Le bruit de ce succès se répand et il met sa découverte technique à la disposition de nombreux confrères. Au sein de la clinique chirurgicale infantile dont il était maintenant le chef de clinique, il forme des infirmières à la réalisation de cette technique particulièrement pour perfuser les nombreux jeunes patients tuberculeux avec les nouveaux antibiotiques (perfusion de P.A.S). « Quand Debat membre de l’institut créateur de la molécule PAS, a appris que je faisais faire par des infirmières des perfusions par cette voie, il est fait me voir depuis Paris avec l’un de ses assistants. Je l’ai donc reçu à la clinique chirurgicale infantile de l’hôpital Mustapha d’Alger et lui a présenté trois adolescents de 11 à 14 ans, porteurs d’une perfusion par la voie sous clavière. Ce qu’il a le plus étonné, c’est que l’un d’eux, ayant besoin de dégourdir les jambes, avait pincé la perfusion pour arrêter l’écoulement, l’avait décrochée de la portance, et mis le flacon dans la poche de son pyjama. Preuve, dans la voie sous clavière qu’il n’y a point de bras immobilisé. »

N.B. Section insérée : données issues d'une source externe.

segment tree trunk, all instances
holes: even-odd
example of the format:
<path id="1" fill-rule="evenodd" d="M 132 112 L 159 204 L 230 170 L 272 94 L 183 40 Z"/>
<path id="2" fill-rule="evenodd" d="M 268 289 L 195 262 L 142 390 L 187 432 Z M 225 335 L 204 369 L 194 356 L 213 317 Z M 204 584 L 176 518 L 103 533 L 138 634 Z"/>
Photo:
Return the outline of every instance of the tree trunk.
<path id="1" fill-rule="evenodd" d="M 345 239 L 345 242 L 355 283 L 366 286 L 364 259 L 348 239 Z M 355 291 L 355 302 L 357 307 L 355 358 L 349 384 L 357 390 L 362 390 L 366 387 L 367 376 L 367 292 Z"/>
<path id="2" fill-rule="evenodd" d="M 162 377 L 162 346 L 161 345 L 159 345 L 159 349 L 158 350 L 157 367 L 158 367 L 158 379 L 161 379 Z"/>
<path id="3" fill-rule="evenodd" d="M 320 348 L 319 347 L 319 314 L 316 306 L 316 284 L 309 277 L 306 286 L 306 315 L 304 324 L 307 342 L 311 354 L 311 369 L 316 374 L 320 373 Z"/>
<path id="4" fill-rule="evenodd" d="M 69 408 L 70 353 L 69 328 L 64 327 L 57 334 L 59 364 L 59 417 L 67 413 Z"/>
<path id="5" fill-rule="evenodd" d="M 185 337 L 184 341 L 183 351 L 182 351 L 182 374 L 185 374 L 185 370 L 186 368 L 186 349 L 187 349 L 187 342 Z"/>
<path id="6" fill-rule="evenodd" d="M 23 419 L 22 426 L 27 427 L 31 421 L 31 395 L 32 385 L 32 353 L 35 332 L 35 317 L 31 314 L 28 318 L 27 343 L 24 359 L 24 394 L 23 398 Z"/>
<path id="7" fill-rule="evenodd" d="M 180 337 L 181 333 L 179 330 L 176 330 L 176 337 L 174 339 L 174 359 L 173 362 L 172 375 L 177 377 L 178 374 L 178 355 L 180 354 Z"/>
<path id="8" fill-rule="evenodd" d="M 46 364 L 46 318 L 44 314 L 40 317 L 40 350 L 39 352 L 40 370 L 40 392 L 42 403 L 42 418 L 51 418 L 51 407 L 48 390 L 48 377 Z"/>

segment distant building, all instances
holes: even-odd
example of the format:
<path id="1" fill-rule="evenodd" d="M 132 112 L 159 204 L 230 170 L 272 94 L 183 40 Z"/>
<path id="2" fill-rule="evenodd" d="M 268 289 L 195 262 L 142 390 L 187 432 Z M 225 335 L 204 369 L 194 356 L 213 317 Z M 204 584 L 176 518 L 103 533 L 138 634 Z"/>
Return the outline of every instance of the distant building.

Sa publication princeps parait en 1952 dans la Presse Médicale puis la Semaine des Hôpitaux. La nutrition parentérale peut dès lors se développer. Cette même année il est reçu major de promotion à l’agrégation d’anatomie. Il se spécialise en neuro anatomie : il publie un ouvrage remarquable sur la Radio-anatomie de la tête.
L’histoire de l’Algérie sécrète ses nouveaux drames : dix sept ans après le débarquement à Saint Agulf en 1944, il fait partie du grand exode de la méditerranée et rejoint en compagnie de deux millions de pieds noirs la métropole et sa capitale du sud : Marseille.
Il n’a pas le rattachement escompté auprès d’un centre hospitalier universitaire comme bon nombre de ses confrères professeurs à la faculté d’Alger. Il en gardera beaucoup d’amertume envers la France gaullienne. Il s’implique très fortement dans les sociétés savantes les sociétés académiques les sociétés musicales à Marseille et à Aix en Provence, il collabore au festival d’Aix-en-Provence. En juillet 2007, il est victime d’un accident. Hospitalisé dans un service de réanimation, son fils, professeur de chirurgie orthopédique le découvre, perfusé sur le côté gauche par la voie sous-clavière au moment où il allait s’éteindre.